Detection of virus integration sites in five NGS samplesa.
| Sample | Integration sites | VirusFinder | VirusSeq | ViralFusionSeq |
| HCC sample 198T | chr5:1,269,387 | chr5:1,269,387 | – | chr5:1,269,387 |
| chr5:1,269,405 | chr5:1,269,405 | chr5:1,269,405 | ||
| HCC sample 268T | chr5:1,292,391 | chr5:1,292,391 | – | chr5:1,292,391 |
| chr5:1,292,403 | chr5:1,292,403 | chr5:1,292,403 | ||
| chr19:30,298,787 | chr19:30,298,787 | chr19:30,298,787 | ||
| HCC cell line HKCI-5b | N/A | chr7:98,532,319 | chr7:98,532,182 | ∼chr7: 98,532,184- 98,532,285 |
| N/A | chr16:30,407,194 | chr16:30,408,118 | ∼chr16:30,408,324 | |
| MCC case 27 | chr9:121,417,276 | chr9:121,417,092 | chr9:121,417,087 | × |
| MCC case 36 | chr13:99,978,184 | chr13:99,978,244 | chr13:99,977,889 | × |
| chr13:97,820,362 | chr13:97,820,192 | chr13:97,820,189 |
N/A: not available. –: software did not end within allowable time. ×: software failure. aOnly the samples in Table 1 that harbor virus integration sites are included in this table (HeLa cervical cancer cell line was excluded from this table because a large chromosomal region in 8q24 instead of a precise virus insertion position was provided for this sample [7]). bIt is the test data of ViralFusionSeq [11]. The virus integration sites of this sample were validated but are not publically available. ViralFusionSeq outputs human-virus fusion sequences instead of fusion breakpoints. Its predictions of virus integration sites for the first two samples, 198T and 268T, were taken from its published paper. When running ViralFusionSeq on the sample HCC cell line HKCI-5, we got the intermediate results that indicate a virus integration site around chr16:30408324. Its user manual provides another position, chr7: 98532184- 98532285, for this sample.

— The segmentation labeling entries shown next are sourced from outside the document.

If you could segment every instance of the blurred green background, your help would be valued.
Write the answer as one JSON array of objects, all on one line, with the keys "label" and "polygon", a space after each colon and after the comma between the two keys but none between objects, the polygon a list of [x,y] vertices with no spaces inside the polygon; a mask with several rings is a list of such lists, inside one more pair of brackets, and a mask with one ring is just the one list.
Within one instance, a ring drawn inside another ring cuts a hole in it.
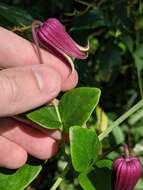
[{"label": "blurred green background", "polygon": [[[143,3],[141,0],[0,0],[0,25],[31,41],[32,20],[44,21],[50,17],[58,18],[79,44],[90,42],[88,58],[76,60],[75,67],[79,86],[102,90],[101,109],[96,110],[88,125],[103,131],[108,123],[143,98]],[[104,140],[103,152],[126,142],[131,152],[142,159],[142,137],[143,109]],[[114,159],[119,153],[117,149],[107,158]],[[49,189],[63,165],[57,155],[27,190]],[[80,189],[73,173],[68,174],[59,189]],[[140,180],[135,190],[142,189]]]}]

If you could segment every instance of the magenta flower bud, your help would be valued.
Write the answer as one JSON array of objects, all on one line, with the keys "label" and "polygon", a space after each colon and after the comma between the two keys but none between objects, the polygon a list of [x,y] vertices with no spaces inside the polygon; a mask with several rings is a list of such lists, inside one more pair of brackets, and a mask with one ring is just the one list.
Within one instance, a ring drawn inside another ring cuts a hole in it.
[{"label": "magenta flower bud", "polygon": [[141,162],[137,157],[125,155],[114,160],[113,190],[133,190],[141,174]]},{"label": "magenta flower bud", "polygon": [[55,18],[50,18],[41,24],[41,27],[36,30],[36,34],[39,43],[47,49],[51,46],[62,54],[79,59],[87,56],[85,52],[88,47],[79,46]]},{"label": "magenta flower bud", "polygon": [[60,58],[64,63],[74,69],[73,59],[85,59],[89,50],[87,47],[78,45],[65,31],[64,26],[55,18],[50,18],[44,23],[35,20],[32,23],[33,38],[37,48],[40,63],[43,63],[39,44]]}]

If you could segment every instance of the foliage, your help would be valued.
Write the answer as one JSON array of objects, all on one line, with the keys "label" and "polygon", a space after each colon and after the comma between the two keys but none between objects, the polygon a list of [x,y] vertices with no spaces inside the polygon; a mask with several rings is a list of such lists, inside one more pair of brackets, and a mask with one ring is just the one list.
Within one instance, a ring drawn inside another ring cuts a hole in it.
[{"label": "foliage", "polygon": [[[48,166],[46,172],[41,171],[43,163],[39,161],[30,162],[18,171],[1,169],[0,189],[23,189],[40,171],[29,187],[33,190],[50,189],[61,171],[66,170],[65,175],[68,175],[62,176],[60,190],[110,190],[110,160],[121,154],[118,145],[127,142],[141,160],[143,156],[141,106],[135,110],[137,112],[128,115],[126,122],[119,123],[102,143],[97,136],[143,98],[143,3],[140,0],[0,1],[0,25],[30,41],[33,41],[32,20],[44,21],[50,17],[62,21],[81,45],[89,40],[89,56],[84,61],[75,60],[80,88],[62,96],[56,107],[60,118],[53,105],[27,113],[26,117],[41,127],[58,128],[62,133],[69,131],[70,147],[65,145],[64,156],[59,153],[45,164]],[[102,96],[100,107],[96,108],[100,97],[98,88]],[[85,122],[88,128],[81,127]],[[67,156],[71,159],[70,169],[66,166]],[[24,181],[21,181],[21,176]],[[17,181],[21,181],[20,184]],[[135,190],[141,190],[142,184],[141,179]]]}]

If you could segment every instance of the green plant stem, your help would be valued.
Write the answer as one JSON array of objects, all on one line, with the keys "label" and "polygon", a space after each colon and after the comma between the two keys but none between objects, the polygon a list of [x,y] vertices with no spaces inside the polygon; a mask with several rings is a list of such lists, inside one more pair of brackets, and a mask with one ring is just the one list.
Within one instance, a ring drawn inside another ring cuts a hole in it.
[{"label": "green plant stem", "polygon": [[61,182],[63,181],[62,177],[58,177],[58,179],[55,181],[54,185],[51,187],[50,190],[56,190],[59,185],[61,184]]},{"label": "green plant stem", "polygon": [[141,99],[143,99],[143,88],[142,88],[141,72],[140,72],[140,70],[138,68],[137,68],[137,76],[138,76],[138,84],[139,84]]},{"label": "green plant stem", "polygon": [[59,108],[58,108],[58,103],[56,102],[55,99],[52,101],[52,103],[53,103],[53,105],[55,107],[55,110],[56,110],[56,113],[57,113],[57,116],[58,116],[58,120],[59,120],[60,123],[62,123],[62,119],[61,119]]},{"label": "green plant stem", "polygon": [[56,190],[59,187],[59,185],[61,184],[61,182],[64,179],[64,176],[67,174],[68,170],[69,170],[69,165],[67,164],[65,166],[65,169],[63,170],[62,174],[57,178],[57,180],[55,181],[53,186],[50,188],[50,190]]},{"label": "green plant stem", "polygon": [[111,131],[118,125],[120,125],[123,121],[125,121],[130,115],[136,112],[138,109],[143,107],[143,99],[140,100],[137,104],[135,104],[129,111],[121,115],[116,121],[112,123],[103,133],[101,133],[98,137],[99,140],[102,141]]}]

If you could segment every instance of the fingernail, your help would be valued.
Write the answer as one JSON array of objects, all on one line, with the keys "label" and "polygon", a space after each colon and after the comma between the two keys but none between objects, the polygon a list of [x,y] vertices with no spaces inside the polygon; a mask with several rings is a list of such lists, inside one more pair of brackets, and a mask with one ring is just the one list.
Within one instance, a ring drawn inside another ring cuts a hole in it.
[{"label": "fingernail", "polygon": [[54,69],[46,66],[35,66],[32,68],[32,71],[42,93],[60,91],[61,77]]}]

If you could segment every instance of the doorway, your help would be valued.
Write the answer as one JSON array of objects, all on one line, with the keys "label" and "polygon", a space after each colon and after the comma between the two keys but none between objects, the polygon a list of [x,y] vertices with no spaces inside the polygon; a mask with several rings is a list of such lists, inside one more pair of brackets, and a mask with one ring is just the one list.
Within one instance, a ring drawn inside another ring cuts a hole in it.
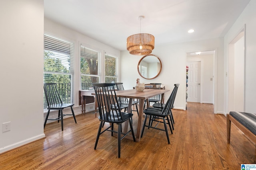
[{"label": "doorway", "polygon": [[188,62],[187,102],[200,103],[201,61]]},{"label": "doorway", "polygon": [[244,39],[243,28],[228,45],[228,112],[244,111]]},{"label": "doorway", "polygon": [[215,53],[215,50],[187,53],[187,102],[214,104]]}]

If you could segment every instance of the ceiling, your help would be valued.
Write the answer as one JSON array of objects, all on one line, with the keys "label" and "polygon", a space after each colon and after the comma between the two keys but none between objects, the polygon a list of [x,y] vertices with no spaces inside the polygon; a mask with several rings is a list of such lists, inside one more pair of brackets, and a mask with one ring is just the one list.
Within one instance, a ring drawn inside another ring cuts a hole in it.
[{"label": "ceiling", "polygon": [[[44,0],[45,17],[119,50],[127,37],[168,43],[223,37],[250,0]],[[141,20],[138,17],[144,16]],[[195,30],[192,33],[188,31]]]}]

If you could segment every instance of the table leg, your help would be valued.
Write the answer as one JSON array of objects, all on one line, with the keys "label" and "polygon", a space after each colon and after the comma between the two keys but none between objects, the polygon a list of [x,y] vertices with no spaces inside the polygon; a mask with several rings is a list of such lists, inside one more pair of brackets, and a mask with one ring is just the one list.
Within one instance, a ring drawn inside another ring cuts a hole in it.
[{"label": "table leg", "polygon": [[162,93],[161,94],[161,103],[164,103],[164,93]]},{"label": "table leg", "polygon": [[[127,113],[132,113],[132,99],[130,99],[129,100],[129,104],[128,108],[127,108]],[[128,125],[129,125],[129,121],[126,121],[124,123],[124,132],[126,133],[128,131]]]},{"label": "table leg", "polygon": [[139,117],[138,120],[138,126],[137,127],[137,133],[135,137],[136,141],[139,142],[140,140],[140,133],[141,133],[141,126],[142,124],[142,117],[143,117],[143,107],[144,104],[144,99],[139,100]]},{"label": "table leg", "polygon": [[83,114],[84,112],[85,113],[85,104],[86,104],[86,100],[85,99],[85,96],[81,96],[81,105],[82,107],[82,113]]}]

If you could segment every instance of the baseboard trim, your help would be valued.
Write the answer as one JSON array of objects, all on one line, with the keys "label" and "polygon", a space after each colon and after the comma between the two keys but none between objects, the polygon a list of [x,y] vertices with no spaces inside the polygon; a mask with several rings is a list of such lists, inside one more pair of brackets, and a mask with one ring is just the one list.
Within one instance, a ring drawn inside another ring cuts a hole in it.
[{"label": "baseboard trim", "polygon": [[41,139],[42,139],[45,137],[45,135],[44,133],[42,133],[41,135],[36,136],[30,138],[28,138],[24,140],[23,141],[20,141],[15,143],[14,143],[12,145],[10,145],[6,147],[3,147],[0,148],[0,153],[2,153],[4,152],[9,151],[12,149],[20,147],[26,144],[27,144],[32,142],[34,142],[35,141]]}]

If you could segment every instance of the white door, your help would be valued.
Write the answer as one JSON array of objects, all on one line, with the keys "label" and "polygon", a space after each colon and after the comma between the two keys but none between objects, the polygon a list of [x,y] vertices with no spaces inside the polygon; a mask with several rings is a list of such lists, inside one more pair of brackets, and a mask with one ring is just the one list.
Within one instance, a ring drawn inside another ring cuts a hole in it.
[{"label": "white door", "polygon": [[200,103],[201,62],[188,62],[188,99],[187,101]]}]

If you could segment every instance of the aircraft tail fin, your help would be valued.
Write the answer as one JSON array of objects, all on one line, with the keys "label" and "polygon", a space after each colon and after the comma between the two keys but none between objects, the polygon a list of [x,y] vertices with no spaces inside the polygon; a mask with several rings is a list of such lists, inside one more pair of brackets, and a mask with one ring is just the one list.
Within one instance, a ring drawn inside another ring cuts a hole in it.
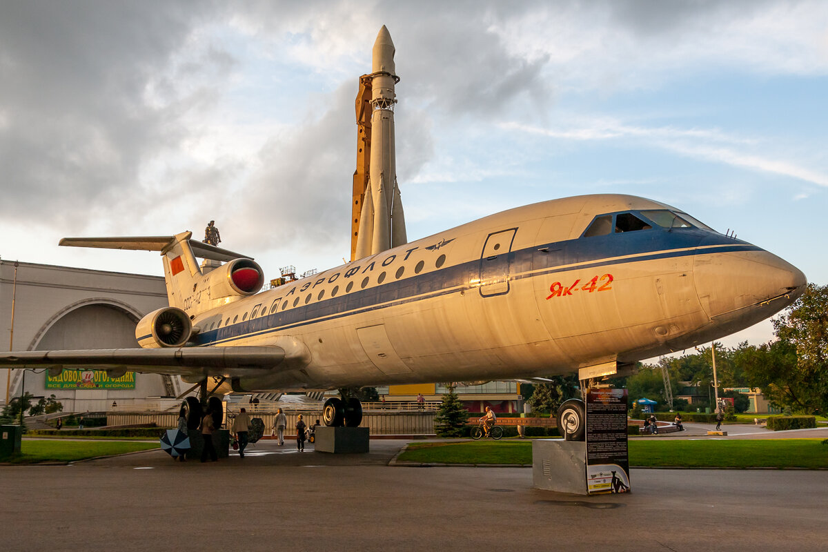
[{"label": "aircraft tail fin", "polygon": [[189,313],[193,310],[193,307],[188,304],[187,298],[193,295],[195,285],[204,276],[196,256],[224,262],[234,259],[253,260],[246,255],[191,239],[192,235],[191,232],[183,232],[175,236],[64,238],[59,244],[75,247],[161,252],[170,306],[178,307]]}]

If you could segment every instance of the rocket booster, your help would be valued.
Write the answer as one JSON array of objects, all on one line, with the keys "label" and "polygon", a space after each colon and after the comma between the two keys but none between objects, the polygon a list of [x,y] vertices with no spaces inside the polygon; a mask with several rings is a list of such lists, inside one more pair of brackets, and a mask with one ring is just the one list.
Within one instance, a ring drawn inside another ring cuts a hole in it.
[{"label": "rocket booster", "polygon": [[407,242],[405,215],[397,185],[394,140],[394,43],[383,26],[373,44],[371,84],[369,181],[363,198],[355,258]]}]

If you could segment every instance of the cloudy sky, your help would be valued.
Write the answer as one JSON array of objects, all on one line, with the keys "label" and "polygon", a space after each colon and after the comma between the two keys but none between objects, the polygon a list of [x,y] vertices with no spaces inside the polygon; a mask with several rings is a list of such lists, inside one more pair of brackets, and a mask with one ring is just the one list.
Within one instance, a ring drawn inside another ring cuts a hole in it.
[{"label": "cloudy sky", "polygon": [[625,193],[828,283],[828,3],[792,0],[0,0],[0,257],[161,275],[56,244],[215,219],[268,277],[340,264],[383,24],[409,238]]}]

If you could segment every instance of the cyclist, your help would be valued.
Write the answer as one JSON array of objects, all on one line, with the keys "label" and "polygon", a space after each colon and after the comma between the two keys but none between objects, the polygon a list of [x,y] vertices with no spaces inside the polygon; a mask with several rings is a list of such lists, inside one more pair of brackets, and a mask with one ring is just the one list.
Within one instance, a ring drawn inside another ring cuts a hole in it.
[{"label": "cyclist", "polygon": [[494,426],[494,422],[498,421],[498,417],[494,415],[491,408],[486,406],[486,413],[477,420],[483,422],[483,430],[486,432],[486,437],[489,437],[489,432]]}]

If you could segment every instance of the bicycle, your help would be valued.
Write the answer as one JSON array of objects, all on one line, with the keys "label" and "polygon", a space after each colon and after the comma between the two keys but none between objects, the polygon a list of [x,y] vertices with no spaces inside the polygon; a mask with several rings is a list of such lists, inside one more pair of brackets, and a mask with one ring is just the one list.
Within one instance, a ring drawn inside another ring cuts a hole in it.
[{"label": "bicycle", "polygon": [[[486,434],[486,430],[483,426],[483,422],[480,422],[480,425],[478,425],[477,427],[472,428],[471,438],[474,439],[475,441],[485,434]],[[499,425],[493,425],[491,429],[489,430],[489,436],[494,439],[500,439],[501,437],[503,436],[503,428],[500,427]]]}]

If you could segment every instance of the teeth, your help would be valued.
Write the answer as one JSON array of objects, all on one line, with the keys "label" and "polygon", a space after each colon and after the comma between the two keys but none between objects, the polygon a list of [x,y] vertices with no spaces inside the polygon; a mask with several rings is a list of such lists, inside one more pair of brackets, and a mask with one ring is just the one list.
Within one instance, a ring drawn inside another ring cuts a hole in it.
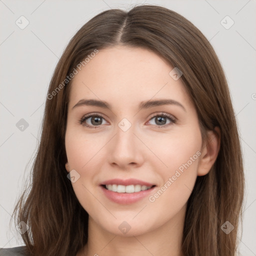
[{"label": "teeth", "polygon": [[124,186],[124,185],[117,185],[116,184],[106,185],[106,186],[108,190],[118,192],[118,193],[134,193],[134,192],[140,192],[140,191],[149,190],[152,186],[147,186],[138,184]]}]

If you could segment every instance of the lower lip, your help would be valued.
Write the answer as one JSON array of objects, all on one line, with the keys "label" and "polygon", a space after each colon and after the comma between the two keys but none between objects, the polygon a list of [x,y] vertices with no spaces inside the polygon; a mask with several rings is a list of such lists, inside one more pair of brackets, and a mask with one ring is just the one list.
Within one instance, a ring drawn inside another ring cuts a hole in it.
[{"label": "lower lip", "polygon": [[149,190],[140,191],[140,192],[134,192],[134,193],[118,193],[118,192],[108,190],[102,186],[100,186],[105,196],[110,200],[122,204],[128,204],[136,202],[152,193],[152,190],[156,188],[153,186]]}]

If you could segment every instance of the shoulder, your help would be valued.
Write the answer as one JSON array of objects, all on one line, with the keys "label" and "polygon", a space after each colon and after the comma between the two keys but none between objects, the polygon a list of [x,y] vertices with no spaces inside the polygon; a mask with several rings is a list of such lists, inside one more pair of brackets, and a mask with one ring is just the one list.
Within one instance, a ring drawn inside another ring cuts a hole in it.
[{"label": "shoulder", "polygon": [[0,248],[0,256],[26,256],[26,246],[13,248]]}]

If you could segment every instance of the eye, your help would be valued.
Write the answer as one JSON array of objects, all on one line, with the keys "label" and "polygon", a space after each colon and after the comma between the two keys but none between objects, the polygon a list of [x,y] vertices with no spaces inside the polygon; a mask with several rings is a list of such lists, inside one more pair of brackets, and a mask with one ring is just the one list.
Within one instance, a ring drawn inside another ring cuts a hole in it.
[{"label": "eye", "polygon": [[[98,128],[97,126],[100,126],[104,124],[102,123],[102,120],[104,118],[100,114],[89,114],[84,116],[80,120],[80,124],[84,126],[86,126],[89,128]],[[90,122],[92,124],[88,124],[87,122]]]},{"label": "eye", "polygon": [[[160,113],[158,114],[155,114],[152,116],[150,121],[155,119],[156,124],[151,124],[152,125],[156,125],[158,128],[166,128],[168,126],[175,124],[176,122],[176,118],[172,116],[166,114]],[[170,122],[166,124],[166,119],[168,119]],[[83,126],[88,127],[88,128],[98,128],[97,126],[100,126],[102,124],[102,120],[105,120],[104,118],[98,114],[87,114],[83,116],[80,120],[80,124]],[[91,124],[88,124],[88,122],[91,123]],[[98,127],[100,128],[100,127]]]},{"label": "eye", "polygon": [[[149,122],[154,119],[156,120],[156,126],[159,128],[166,128],[166,126],[169,126],[176,122],[176,119],[174,116],[166,113],[162,113],[160,114],[154,115],[152,117]],[[166,119],[168,119],[170,120],[167,124],[166,124]],[[154,124],[153,124],[153,125]]]}]

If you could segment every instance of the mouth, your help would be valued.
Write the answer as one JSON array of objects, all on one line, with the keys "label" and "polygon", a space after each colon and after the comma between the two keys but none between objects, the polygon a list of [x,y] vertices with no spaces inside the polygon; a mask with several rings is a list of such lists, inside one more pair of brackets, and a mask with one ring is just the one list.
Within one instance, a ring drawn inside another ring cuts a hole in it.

Both loci were included here for the purpose of comparison.
Comparison of computation time of three virus integration-detecting methods on whole genome sequencing (WGS) dataa.
| Sample | Coverage | VirusFinder | ViralFusionSeq | VirusSeq | |||
| #CPUs | Time (days) | #CPUs | Time (days) | #CPUs | Time (days) | ||
| 26T | 65.5× | 8 | 3.1 | 8 | 17.8 | 8 | >7 |
| 71T | 32.2× | 8 | 1.9 | 8 | 11.5 | 8 | >7 |
| 106T | 44.8× | 8 | 2.4 | 8 | 17.1 | 8 | >12.5 |
| 180N | 121.2× | 8 | 7.3 | 8 | >17.4 | 8 | >12.5 |
| 186T | 36.5× | 8 | 2.0 | 8 | 13.0 | 8 | >12.5 |
| 198T | 34.4× | 8 | 1.8 | 8 | 10.8 | 8 | >12.5 |
| 200N | 32.6× | 8 | 1.9 | 8 | 11.5 | 8 | >12.5 |
| 200T | 31.7× | 8 | 2.0 | 8 | 12.5 | 8 | >12.5 |
| 268N | 40.7× | 8 | 2.7 | 8 | 14.5 | 8 | >12.5 |
| 268T | 34.1× | 8 | 2.0 | 8 | 13.5 | 8 | >9.9 |
| Average | 2.7 | 14.0 | >11.1 | ||||
The computation time of the three methods on these samples were analyzed on Vanderbilt Advanced Computing Center for Research & Education (ACCRE, http://www.accre.vanderbilt.edu/), with the same configuration of CPUs in each node.
ViralFusionSeq did not terminate successfully on sample 180N.
We attempted to run VirusSeq three times on these WGS samples. The first trial failed because the size of its intermediate files exceeded our cluster quota. After getting more space, we reran VirusSeq. After non-stop running for a whole week, all our jobs were killed in server due to their exceeding allocated time – not realizing initially the long computation time of VirusSeq on WGS samples. In our latest trial of VirusSeq on February 13, 2013, we requested 35 GB memory, 8 CPUs, 30 days for each job and resubmitted our jobs to ACCRE. Seven jobs were scheduled to run first. After twelve and a half day, all these jobs were killed due to an unexpected internal network outage of ACCRE. Though we were not able to make VirusSeq terminate successfully on these WGS samples due to expensive computing, we may conclude from the data that VirusFinder runs much faster than VirusSeq.